I’ve never married my soulmate (or anyone else, for that matter), but I have a theory. Surely in all the world, there are many people who would make a suitable match for each of us. Folks who share our values, who complement our personalities, with whom we could make a good and happy life. Some of them we will never meet. A few of them we hopefully will. And when we commit forever to one of them and fall deeply in love, that person becomes our soulmate. Not because there technically couldn’t have been anyone else. But because we can’t imagine there being anyone else.

Sounds like a good theory, right?

I know it’s an imperfect analogy, but I think of adoption in a similar way. On many occasions, I’ve been known to tell people that I think “adoption chose me as much as I chose it.” Of course, this is not true in any literal sense. No one accidentally builds their family by adoption. There are too many rules, too much paperwork. It took me a little over three years after I began seriously considering adoption to make my daughter a permanent part of our family. And although it was about as straightforward of a process as I’ve ever heard of foster adoption being, parts of it were still frustratingly slow.

And so, when I say that adoption chose us, I don’t mean that it was easy or quick—or that it fell into our laps. I mean that I can’t imagine it any other way.

I’ve never felt a baby kick inside my body, but I will never forget the breathlessness of meeting my daughter for the first time: both of us scared as could be and pretending we were not. And I can’t imagine it any other way.

When she reaches out to hold my hand in the parking lot and asks to wear matching shirts, I can’t imagine it any other way.

When we look at pictures and reminisce about all the firsts we did get to share—her first passport, her first airplane ride, her first wedding, her first time sleeping in a real, live castle (who does that?)—I can’t imagine it any other way.

When she runs into something and laughs as she says, “I’ve been in this family too long!” as if clumsiness were a trait that was rubbing off on her, I can’t imagine it any other way.

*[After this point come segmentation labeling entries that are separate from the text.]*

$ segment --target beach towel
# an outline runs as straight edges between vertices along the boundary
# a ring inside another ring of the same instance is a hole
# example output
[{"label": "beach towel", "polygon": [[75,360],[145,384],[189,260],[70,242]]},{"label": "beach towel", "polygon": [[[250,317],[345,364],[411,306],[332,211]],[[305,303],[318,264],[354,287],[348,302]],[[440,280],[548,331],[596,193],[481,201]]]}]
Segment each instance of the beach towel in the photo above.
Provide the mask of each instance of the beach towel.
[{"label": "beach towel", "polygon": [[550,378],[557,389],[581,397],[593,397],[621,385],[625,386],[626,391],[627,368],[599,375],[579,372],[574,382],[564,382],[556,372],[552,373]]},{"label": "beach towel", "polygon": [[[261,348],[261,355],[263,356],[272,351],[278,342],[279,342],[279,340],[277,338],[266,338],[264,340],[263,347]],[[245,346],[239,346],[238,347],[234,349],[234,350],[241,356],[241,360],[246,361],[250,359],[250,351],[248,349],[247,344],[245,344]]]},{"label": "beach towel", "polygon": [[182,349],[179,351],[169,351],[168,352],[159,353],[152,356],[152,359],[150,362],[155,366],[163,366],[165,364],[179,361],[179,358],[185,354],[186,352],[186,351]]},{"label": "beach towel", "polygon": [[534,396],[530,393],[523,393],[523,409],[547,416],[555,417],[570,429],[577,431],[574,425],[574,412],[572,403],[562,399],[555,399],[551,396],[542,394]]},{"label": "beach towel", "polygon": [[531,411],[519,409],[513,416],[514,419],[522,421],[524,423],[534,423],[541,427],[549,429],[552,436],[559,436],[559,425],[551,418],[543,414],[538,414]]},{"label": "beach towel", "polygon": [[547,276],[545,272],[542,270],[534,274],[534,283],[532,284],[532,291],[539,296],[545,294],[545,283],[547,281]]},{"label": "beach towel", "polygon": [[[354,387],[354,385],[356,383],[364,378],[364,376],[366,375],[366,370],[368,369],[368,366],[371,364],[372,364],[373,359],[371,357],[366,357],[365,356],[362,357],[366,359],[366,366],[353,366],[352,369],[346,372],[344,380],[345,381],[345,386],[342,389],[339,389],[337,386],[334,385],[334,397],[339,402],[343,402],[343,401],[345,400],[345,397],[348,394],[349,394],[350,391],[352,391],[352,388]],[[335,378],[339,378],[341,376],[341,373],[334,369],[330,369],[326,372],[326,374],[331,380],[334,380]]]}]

When she passes the ball to a less-skilled teammate instead of taking the shot she could have easily made herself and then steals a glance at me, and I give a smile and a slight head nod because I have been specifically instructed “not to cheer too loud,” I can’t imagine it any other way.

When we fuss over things that mothers and daughters fuss about and I send her to her room and threaten to withhold privileges for all of eternity (although I know that parents are not supposed to make threats that they don’t intend to keep), I can’t imagine it any other way.

Could things have gone differently? Could I have had a different social worker? Or not have had to wait so many months to have my home study completed? I guess this is possible. But when I search my heart, I truly cannot imagine my life going any other way.

This beautiful, strong child is my daughter. There is no doubt about that. She is as much my daughter as if I had felt her tiny kicks inside of my body. I cannot imagine it any other way.

This is what I mean when I say that adoption chose us.